Asthma is a common affliction of the human respiratory tract in which the airways get constricted and inflamed with excessive amounts of mucus. Asthma occurs often in response to exposure to an environmental stimulant called allergen, cold air, physical exercise or psychological stress.The disease asthma is probably not a single disease, but rather a complex of multiple, separate syndromes that co-exist (Wenzel ,2006). The factors that cause asthma are sometimes referred to as ‘triggers’. The asthmatic symptoms can range from mild to life threatening and can be controlled by drugs and changes in the environment. “The National Heart, Lung and Blood Institute”, USA, classifies four categories of asthma namely, mild intermittent, mild persistent, moderate persistent and severe persistent. "Severe persistent asthma" symptoms are continual with frequent exacerbations and nighttime symptoms resulting in limited physical activity and the lung function as measured by PEV or FEV1 tests is less than 60% .Since there is no known complete cure for asthma, prevention of attacks and relief from the symptoms is the solution. Educating asthma patients regarding respiratory peak flow and symptom management seems to be one of the best ways to control episodes of asthmatic exacerbation. Forced expiratory volume (FEV1) is defined as the maximal amount of vital capacity expressed in one second. Peak expiratory flow rate (PEFR) is defined as the largest amount of expiratory flow achieved with a maximally forced effort.
Nurse Practioner’s Role
Dorothea Orem (1971) defined nursing with emphasis on client’s self-care needs. Self-care, according to Orem, is a learned, goal-oriented activity directed towards the self in the interest of maintaining life, health, development and well-being. Thus, the primary role of a nurse practioner is to increase the client’s ability to independently meet their needs i.e., the self care of the client. Patient education on asthmatic symptom management by careful monitoring of the symptoms and peak expiratory flow measurements is an effective way in asthma management towards this self care of the client.

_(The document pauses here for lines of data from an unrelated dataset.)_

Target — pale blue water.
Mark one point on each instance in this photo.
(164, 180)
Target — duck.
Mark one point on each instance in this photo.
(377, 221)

Studies on FEV1 % correlations with asthma symptoms have shown that asthma patients with poor symptom control have a correlation with FEV1 % (Aburuz et.al, 2005) elucidating that there is a definite relationship between lung function and asthmatic symptoms. A study to evaluate the effectiveness of routine self-monitoring of peak flow for asthma outpatients by a pragmatic randomized trial in hospital outpatient clinics and general practices has shown that there is an increase in general practice consultations after one year in those patients who have been given a peak flow meter for self-monitoring taking us to the conclusion that peak flow meters and giving self management guidelines to asthma patients benefit the patients (GRASSIC, 1994). Research studies to compare the use of patient-performed peak expiratory flow (PEFR) and symptom monitoring as asthma (Bheekie et.al, 2001) self-management tools have shown that PEFR self-monitoring is a more useful asthma tool than symptom self-monitoring. Patients performing symptom monitoring were assessed using a visual analogue scale to assess symptoms, whereas those in the PEFR monitoring group self assessed symptoms using a pocketsize peak flow meter to measure lung function for two months. The studies were carried out with 110 patients over 6 years of age recruited from five private-sector community pharmacies using a questionnaire to classify patients as mild, moderate or severe. Another study to determine whether routine assessment of peak expiratory flow (PEF) in association with a self management plan based on inhaled corticosteroid use is effective in the management of chronic asthma (Beasley et.al, 1989) with 36 consecutive adult patients has shown that routine measurement of PEF in association with a self management plan is effective in reducing symptoms of asthma and improving lung function.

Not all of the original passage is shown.